Intro to Libertarianism

I hate politics, which might seem strange for somebody who writes a political blog. But I also hate that I have to take out the trash, and yet I do it anyway. Why? Because it must be done.

But I have a true passion for economics, which unfortunately gets beat up and left in a ditch by politics quite frequently. Underlying all politics is economics. You could describe all government action in terms of economics. Economics explains why we need governments, why they operate the way they do, and what governments are doing wrong.

The branch of economics that deals with politics is called political economy, and it has its various schools of thought (public choice theory, various kinds of Keynesianism, etc.). I fall into the libertarian category, although libertarianism (a misunderstood school of thought in a misunderstood science) is less of a political ideology and more of an apolitical ideology. Keynesians, protectionists, mercantilists, special interests, socialists, communists, etc., all have some idea about what the government ought to be doing, how it ought to spend the tax-payers money, how it needs to interfere with peoples' affairs, and so on. Libertarianism provides a rationale for why the government should not be interfering with peoples' affairs, for why it ought to be spending as little taxpayer money as possible, and why it doesn't need to "do" nearly as much as many people seem to think.

I should point out that there is a difference between politically-minded libertarians cranks on the one hand (the people who campaign for legalized child prostitution, borderline-anarchy, etc.) and the more pragmatic economically-minded libertarians (such as Hayek, Smith, Friedman, Becker, etc.) who hold to various policies not necessarily for moral reasons or for the sake of "rights," but for pragmatic reasons. They hold to libertarianism because it works. Libertarianism is pretty close to what used to be called "liberalism."

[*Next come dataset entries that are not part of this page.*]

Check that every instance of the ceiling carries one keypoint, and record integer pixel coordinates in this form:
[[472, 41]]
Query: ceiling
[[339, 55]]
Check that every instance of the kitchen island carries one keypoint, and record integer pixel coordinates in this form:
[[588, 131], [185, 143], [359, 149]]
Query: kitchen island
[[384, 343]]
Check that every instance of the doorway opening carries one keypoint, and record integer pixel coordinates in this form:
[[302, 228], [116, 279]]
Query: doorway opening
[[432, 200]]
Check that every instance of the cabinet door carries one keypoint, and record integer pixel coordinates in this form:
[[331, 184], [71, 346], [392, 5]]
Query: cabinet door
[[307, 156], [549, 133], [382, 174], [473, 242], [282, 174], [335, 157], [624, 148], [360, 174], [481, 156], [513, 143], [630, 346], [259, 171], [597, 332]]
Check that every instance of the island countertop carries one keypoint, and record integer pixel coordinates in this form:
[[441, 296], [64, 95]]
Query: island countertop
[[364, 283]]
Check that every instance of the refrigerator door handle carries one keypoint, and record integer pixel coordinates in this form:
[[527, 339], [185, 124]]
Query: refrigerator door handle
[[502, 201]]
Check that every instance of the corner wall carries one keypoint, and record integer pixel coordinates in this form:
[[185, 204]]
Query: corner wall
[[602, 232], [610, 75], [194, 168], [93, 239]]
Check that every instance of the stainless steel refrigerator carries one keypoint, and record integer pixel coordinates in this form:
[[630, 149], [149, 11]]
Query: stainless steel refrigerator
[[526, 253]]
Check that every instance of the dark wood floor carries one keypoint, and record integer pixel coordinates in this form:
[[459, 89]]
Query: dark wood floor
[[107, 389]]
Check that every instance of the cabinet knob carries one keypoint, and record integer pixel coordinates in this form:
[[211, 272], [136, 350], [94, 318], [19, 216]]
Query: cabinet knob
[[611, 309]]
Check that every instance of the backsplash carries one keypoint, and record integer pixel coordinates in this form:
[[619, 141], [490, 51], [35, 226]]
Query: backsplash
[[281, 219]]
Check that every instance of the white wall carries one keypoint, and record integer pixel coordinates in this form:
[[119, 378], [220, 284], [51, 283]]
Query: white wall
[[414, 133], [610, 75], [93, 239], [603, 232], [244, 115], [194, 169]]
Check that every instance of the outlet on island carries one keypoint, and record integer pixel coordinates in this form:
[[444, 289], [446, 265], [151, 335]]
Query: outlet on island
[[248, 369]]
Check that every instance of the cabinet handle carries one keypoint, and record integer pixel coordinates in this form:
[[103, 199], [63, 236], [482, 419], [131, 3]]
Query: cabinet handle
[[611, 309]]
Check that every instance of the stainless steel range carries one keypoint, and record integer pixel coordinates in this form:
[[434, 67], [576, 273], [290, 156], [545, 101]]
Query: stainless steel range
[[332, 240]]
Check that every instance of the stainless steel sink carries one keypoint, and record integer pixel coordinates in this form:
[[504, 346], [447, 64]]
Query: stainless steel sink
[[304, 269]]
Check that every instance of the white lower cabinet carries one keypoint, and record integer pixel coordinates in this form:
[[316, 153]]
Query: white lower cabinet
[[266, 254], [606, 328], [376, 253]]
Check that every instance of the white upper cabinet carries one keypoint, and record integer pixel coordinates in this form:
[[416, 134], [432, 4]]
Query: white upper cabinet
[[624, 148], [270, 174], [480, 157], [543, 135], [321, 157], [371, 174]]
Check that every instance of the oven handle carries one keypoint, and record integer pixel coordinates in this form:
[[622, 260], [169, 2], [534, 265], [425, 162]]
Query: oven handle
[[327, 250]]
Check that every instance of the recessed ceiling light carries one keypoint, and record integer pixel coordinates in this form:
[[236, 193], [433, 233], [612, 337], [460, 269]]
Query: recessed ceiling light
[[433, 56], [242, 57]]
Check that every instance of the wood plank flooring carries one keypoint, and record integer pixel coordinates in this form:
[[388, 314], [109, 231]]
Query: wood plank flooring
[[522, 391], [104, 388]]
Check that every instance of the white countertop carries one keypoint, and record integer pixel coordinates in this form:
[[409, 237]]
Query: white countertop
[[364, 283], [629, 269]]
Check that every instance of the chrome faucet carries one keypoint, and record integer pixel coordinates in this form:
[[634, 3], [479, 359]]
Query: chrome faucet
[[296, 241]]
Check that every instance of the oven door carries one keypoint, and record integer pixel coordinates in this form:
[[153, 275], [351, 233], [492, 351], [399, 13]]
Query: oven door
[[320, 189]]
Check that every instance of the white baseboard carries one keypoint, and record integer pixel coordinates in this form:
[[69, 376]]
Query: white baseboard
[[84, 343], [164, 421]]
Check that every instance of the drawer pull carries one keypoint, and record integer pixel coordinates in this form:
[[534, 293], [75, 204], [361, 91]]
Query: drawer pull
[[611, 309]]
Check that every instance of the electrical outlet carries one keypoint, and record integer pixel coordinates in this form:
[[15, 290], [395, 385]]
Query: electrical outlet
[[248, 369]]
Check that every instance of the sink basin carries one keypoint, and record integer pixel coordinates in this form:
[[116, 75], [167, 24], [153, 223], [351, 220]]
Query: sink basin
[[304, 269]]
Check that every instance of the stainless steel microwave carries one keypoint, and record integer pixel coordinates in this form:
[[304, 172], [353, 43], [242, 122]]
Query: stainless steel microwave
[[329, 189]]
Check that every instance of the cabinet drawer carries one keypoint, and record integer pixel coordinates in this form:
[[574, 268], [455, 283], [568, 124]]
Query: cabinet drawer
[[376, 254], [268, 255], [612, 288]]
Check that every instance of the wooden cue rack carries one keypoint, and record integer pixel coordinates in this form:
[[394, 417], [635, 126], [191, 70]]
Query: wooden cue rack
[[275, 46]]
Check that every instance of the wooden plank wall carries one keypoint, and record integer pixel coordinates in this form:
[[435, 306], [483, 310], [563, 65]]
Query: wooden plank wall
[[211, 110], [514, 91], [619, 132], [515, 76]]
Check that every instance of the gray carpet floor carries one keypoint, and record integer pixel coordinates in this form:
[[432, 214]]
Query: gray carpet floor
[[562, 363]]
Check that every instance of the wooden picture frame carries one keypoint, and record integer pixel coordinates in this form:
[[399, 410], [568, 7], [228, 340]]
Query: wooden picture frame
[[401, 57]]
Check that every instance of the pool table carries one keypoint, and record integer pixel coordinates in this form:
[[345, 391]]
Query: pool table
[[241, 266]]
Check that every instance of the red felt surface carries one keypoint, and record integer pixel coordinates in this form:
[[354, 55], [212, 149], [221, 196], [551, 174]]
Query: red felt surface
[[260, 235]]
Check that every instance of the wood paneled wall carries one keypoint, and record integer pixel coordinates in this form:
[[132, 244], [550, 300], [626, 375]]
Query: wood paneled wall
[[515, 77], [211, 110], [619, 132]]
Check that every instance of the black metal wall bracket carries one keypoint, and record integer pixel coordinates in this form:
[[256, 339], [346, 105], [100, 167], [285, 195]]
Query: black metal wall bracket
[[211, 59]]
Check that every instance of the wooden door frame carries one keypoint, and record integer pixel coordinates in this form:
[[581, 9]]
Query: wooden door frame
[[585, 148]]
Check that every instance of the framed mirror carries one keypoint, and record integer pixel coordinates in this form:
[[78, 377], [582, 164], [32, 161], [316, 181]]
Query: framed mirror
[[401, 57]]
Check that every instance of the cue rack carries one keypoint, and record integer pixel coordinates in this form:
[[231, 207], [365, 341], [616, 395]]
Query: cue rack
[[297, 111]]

Libertarianism, contrary to what you may have heard, is not necessarily atheistic or socially liberal. Many religious, socially conservative individuals subscribe to libertarianism. The idea that there is a conflict between social conservatives on the one hand and libertarians on the other is a false dichotomy. The real conflict is between those who understand economics and those who don't. And I'm sad to say, most of my fellow conservative Christians do not understand economics any better than the average person--which is to say their understanding is downright crappy. But crappy is average. It ain't call the "dismal science" for nothing.